Experts warn that the confusion over the real number of EU citizens living in the UK will make it almost impossible to assess how many eligible people will fail to secure settled status by the time the process closes on 30 June next year. However, it is likely that tens of thousands will suddenly become unlawfully resident in the country that they have legally made their own and be left facing the full force of the Home Office’s “hostile environment”—namely, criminalisation and the threat of deportation.
The groups most affected are likely to include many from the age groups under 18 years and over 65 years, who have had worryingly low application rates. For example, there are 9,000 eligible children and young people in the care system in the UK, for whom only 500 applications have so far been made by local authorities.

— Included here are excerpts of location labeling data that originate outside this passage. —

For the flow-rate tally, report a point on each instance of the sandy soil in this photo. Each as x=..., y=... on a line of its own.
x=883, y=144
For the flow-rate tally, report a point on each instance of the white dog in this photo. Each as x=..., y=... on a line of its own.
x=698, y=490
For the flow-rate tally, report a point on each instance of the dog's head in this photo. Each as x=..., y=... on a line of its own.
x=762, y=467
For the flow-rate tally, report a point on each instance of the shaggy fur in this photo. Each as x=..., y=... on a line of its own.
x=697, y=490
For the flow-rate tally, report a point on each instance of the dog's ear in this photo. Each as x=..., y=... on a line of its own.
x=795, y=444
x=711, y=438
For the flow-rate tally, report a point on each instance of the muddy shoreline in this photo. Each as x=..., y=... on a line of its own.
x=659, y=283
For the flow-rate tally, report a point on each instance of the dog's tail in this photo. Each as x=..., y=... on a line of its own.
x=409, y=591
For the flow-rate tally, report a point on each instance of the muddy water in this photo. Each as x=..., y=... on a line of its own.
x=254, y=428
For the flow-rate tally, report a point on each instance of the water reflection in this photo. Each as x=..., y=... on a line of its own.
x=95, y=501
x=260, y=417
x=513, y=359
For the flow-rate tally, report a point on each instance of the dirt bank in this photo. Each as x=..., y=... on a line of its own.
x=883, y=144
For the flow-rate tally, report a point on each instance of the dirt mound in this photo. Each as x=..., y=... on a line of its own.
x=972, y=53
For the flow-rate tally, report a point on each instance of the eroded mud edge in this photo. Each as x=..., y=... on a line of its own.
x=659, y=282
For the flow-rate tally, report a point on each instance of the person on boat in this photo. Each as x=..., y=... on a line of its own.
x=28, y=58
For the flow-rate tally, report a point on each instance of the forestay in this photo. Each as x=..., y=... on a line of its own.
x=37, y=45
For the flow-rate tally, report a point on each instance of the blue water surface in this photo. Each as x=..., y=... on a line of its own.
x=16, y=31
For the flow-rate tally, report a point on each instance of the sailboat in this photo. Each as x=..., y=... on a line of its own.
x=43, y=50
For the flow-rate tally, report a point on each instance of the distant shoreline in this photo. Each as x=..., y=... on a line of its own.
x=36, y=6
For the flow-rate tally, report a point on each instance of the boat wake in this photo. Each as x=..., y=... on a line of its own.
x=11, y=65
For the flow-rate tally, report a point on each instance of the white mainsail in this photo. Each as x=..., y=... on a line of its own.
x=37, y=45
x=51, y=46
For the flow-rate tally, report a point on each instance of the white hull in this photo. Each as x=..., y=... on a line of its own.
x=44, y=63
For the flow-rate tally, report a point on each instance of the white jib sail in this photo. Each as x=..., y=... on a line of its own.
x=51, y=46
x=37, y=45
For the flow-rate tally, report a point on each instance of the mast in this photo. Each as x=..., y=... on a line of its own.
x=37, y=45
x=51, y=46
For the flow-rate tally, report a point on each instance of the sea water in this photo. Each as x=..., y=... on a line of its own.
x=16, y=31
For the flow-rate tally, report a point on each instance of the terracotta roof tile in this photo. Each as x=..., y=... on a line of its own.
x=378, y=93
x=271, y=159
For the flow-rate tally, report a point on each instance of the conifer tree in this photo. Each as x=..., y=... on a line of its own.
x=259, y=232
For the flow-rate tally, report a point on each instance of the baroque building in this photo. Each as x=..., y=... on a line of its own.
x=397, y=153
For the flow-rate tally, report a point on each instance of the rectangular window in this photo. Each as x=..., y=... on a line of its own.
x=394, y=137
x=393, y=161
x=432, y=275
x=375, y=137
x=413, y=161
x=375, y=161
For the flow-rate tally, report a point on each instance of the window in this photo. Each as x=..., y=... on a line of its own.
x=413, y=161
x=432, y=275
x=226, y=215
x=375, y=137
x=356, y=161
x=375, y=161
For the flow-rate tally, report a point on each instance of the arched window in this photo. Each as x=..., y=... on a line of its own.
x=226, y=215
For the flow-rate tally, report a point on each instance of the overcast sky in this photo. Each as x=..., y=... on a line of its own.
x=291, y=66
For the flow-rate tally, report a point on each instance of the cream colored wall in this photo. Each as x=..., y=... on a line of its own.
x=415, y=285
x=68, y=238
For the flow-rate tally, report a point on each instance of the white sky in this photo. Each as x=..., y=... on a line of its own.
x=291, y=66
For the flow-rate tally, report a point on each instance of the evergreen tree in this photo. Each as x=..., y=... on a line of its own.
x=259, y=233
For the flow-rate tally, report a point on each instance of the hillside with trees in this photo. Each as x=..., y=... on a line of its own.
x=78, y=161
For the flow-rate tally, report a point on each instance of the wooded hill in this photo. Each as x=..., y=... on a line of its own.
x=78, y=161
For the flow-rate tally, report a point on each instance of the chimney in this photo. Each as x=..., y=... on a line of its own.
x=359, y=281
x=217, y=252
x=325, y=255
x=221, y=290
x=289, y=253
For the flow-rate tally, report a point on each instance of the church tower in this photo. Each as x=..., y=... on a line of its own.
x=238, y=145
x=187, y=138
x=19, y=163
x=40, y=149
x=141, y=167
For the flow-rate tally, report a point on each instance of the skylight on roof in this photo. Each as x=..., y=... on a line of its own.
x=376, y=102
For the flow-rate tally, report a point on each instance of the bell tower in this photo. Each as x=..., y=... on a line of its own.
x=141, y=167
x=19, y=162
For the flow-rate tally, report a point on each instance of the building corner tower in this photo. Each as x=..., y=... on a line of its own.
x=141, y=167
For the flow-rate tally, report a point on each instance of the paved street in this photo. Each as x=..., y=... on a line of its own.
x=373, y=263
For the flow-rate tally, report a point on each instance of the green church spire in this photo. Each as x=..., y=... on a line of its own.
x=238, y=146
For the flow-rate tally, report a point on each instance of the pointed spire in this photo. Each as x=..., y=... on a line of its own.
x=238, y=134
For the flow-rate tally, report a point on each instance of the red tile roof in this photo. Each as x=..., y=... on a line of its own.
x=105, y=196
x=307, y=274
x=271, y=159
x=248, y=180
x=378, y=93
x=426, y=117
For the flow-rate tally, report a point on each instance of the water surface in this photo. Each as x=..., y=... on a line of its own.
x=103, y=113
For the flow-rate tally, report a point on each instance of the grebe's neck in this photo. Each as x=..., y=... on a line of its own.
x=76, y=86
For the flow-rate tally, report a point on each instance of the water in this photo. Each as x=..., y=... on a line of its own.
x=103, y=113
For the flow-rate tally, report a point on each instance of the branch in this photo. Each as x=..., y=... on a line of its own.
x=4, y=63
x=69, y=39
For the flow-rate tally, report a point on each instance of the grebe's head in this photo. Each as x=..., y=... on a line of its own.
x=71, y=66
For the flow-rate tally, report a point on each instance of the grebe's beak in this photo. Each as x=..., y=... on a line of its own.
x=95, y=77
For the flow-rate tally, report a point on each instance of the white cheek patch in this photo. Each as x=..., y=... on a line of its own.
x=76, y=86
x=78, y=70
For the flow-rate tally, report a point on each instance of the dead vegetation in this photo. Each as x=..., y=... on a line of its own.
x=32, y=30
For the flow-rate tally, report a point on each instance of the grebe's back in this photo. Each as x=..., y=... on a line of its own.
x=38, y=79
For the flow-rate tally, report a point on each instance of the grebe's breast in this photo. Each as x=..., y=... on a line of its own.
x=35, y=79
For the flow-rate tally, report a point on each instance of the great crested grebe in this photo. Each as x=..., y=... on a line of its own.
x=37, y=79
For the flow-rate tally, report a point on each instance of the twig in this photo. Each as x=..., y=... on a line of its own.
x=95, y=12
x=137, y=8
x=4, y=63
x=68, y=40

Non-EU-national family members of EU nationals, rural farm workers, those in isolated communities, those with limited English-language skills, those who are homeless, victims of domestic abuse, those without relevant or up-to-date documents and those who are not digitally literate—often the elderly—are all potentially at risk. That last problem has been exacerbated by the pandemic as the support services normally available to such groups have been forced to move online.
For those groups and others, such as full-time students, full-time parents and those who have previously left the UK temporarily for more than six months, providing the required proof of continuous residence for five years to the Home Office can be very challenging, if not impossible. This means that people with a rightful claim to British residence may lose their legal status overnight. It is another Windrush in the making.
The other main impact of the Bill is of course that, as a direct consequence of the abolition of EEA free movement for UK citizens, we, our children and our grandchildren will from January 2021 lose our rights to live, work and study in the 27 member states of the EU plus the three EEA countries and Switzerland—the biggest diminution in value of a country’s citizenship in history. Therefore, at the same time as the UK Government are opening up higher-paid jobs in the UK to the whole world under the points-based system, the brightest and best UK citizens seeking international career opportunities in the biggest, richest market on our doorstep, the EU, will be second-class citizens in their own country.
In addition, the multiple impacts of the Bill on the estimated 1.5 million UK citizens already resident in European Union member states, who will also become second-class citizens within the EU, should not be forgotten. For example, those with non-British spouses and family members will not have an automatic right to return to the UK with their family after 31 December 2020. Frankly, the Bill is an inhumane, reactionary mess and these amendments try to ameliorate that. I stress that they are not party political; they are simply about humanity. That is why I hope the Minister will accept them when she replies.